Według ekspertów z Polskiego Instytutu Ekonomicznego, zjawisko wzrostu sprzedaży detalicznej było spowodowane nagłym, masowym przyrostem ludności napływającej z Ukrainy. W kwietniu 2022 r. sprzedaż detaliczna zwiększyła się aż o 19%, głównie w branży odzieżowej, farmaceutycznej, kosmetycznej i drobnego AGD.
Eksperci PIE prognozują jednak słabsze wyniki handlu w kolejnych kwartałach. Wciąż rosnące stopy procentowe i inflacja sprawiły, że wydatki konsumpcyjne Polaków rosną w coraz wolniejszym tempie. Plany wydatkowe są równie słabe jak w 2020 r., kiedy zaczęła się pandemia Covid.
PARP przytacza też analizę „Perspektywy rozwoju rynku e-commerce w Polsce” przeprowadzoną przez PwC, która wskazuje, że obecnie na polskim rynku ponad 150 tys. firm oferuje dostęp do towarów i usług za pomocą sklepów i platform sprzedażowych on-line.
Wartość rynku e-commerce w Polsce wynosi obecnie 92 mld zł i jest jednym z najszybciej rozwijających się w Europie, jednak wciąż daleko nam do rynków Niemiec i Francji, gdzie ich wartość to odpowiednio 100 mld i 120 mld euro. Według przewidywań ekonomistów z PwC, w 2026 r. wartość polskiego e-commerce wzrośnie do 162 mld zł.
Siła sklepów stacjonarnych
Mimo to PARP szacuje, że w Polsce wciąż popularnym miejscem zakupów będą sklepy detaliczne. Ciekawym przykładem jest sprzedaż on-line produktów spożywczych. Według danych Euromonitor International segment e-grocery rokrocznie będzie odnotowywał wzrost na poziomie 15-20%. Wynika to przede wszystkim z chęci uniknięcia konieczności stania w kolejkach w tradycyjnych sklepach.

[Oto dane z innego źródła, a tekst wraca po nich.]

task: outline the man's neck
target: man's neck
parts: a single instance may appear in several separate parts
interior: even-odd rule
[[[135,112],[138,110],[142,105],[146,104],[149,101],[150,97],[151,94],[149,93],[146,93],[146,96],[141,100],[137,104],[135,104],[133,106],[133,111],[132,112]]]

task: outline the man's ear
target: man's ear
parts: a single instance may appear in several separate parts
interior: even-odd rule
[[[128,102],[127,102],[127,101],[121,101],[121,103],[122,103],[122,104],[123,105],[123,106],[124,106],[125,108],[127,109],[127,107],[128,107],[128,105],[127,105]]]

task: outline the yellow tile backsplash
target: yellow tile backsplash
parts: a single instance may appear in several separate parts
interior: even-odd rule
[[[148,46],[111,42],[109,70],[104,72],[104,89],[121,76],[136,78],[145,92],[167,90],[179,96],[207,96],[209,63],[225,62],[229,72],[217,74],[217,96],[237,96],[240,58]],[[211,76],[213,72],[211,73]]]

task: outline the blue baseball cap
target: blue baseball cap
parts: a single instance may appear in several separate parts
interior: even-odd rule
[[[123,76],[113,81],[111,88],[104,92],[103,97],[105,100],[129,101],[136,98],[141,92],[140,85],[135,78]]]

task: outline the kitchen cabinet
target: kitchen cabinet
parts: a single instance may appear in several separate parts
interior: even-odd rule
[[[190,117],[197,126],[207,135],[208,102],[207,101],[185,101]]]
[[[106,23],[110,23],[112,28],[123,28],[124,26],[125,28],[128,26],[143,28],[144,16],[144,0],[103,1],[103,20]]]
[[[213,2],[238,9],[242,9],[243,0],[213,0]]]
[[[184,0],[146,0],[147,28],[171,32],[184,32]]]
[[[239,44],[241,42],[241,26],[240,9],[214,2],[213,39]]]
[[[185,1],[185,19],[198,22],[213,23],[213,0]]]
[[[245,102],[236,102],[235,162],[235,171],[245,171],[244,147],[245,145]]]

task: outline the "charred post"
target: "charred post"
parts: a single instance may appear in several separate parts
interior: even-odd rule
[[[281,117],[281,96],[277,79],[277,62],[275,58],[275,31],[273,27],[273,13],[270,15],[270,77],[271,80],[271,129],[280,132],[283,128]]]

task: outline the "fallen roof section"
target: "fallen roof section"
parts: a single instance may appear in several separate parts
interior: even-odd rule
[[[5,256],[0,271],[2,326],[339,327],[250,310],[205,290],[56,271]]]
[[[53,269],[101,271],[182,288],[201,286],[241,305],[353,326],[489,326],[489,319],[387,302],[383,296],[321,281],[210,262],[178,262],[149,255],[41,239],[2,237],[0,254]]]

Według PARP, mimo gwałtownych wzrostów, nie przewiduje się odejścia od tradycyjnych sklepów spożywczych. Wciąż popularne są dyskonty i sklepy blisko domu, w których nie obowiązują ograniczenia obecne w e-grocery, np. brak możliwości kupienia alkoholu czy warzyw i owoców w mniejszych miejscowościach. E-commerce będzie jedynie uzupełniającym kanałem sprzedaży dla klientów w dużych miastach.
W ciągu najbliższych lat rynek e-commerce będzie ulegał dalszym wzrostom, a firmy będą poszukiwały nowych, skutecznych rozwiązań i innowacji technologicznych, aby sprostać wymaganiom konsumentów. Wydaje się, że odpowiedź znajduje się w sprawności w zarządzaniu wielokanałowością sprzedaży, zapewnieniu elastycznego i efektywnego łańcucha dostaw oraz sukcesywnego wykorzystania danych, przekładanych na lepsze zarządzanie cyklem życia klientów.
– W odpowiedzi na rosnące zapotrzebowanie na e-commerce, Polska Agencja Rozwoju Przedsiębiorczości przygotowała kurs on-line w ramach Akademii PARP „E-commerce i marketing internetowy w MŚP”. Kurs zawiera praktyczne porady i wskazówki dla przedsiębiorców, którzy chcą założyć i promować swój sklep internetowy. Nasza propozycja cieszy się dużym zainteresowaniem – do chwili obecnej wręczyliśmy absolwentom kursu ponad 3600 certyfikatów – mówi Dariusz Budrowski, prezes PARP.
Udział w kursie jest darmowy, dostęp znajduje się na stronie: Kurs: E-commerce i marketing internetowy w MŚP – Akademia PARP. Agencja wspiera także finansowo rozwój e-handlu.
W 2020 r., w ramach konkursu „100 najlepszych projektów na zwiększenie poziomu cyfryzacji w firmie”, przedsiębiorcy otrzymali po 20 tys. złotych, które przeznaczyli na rozwój nowych technologii.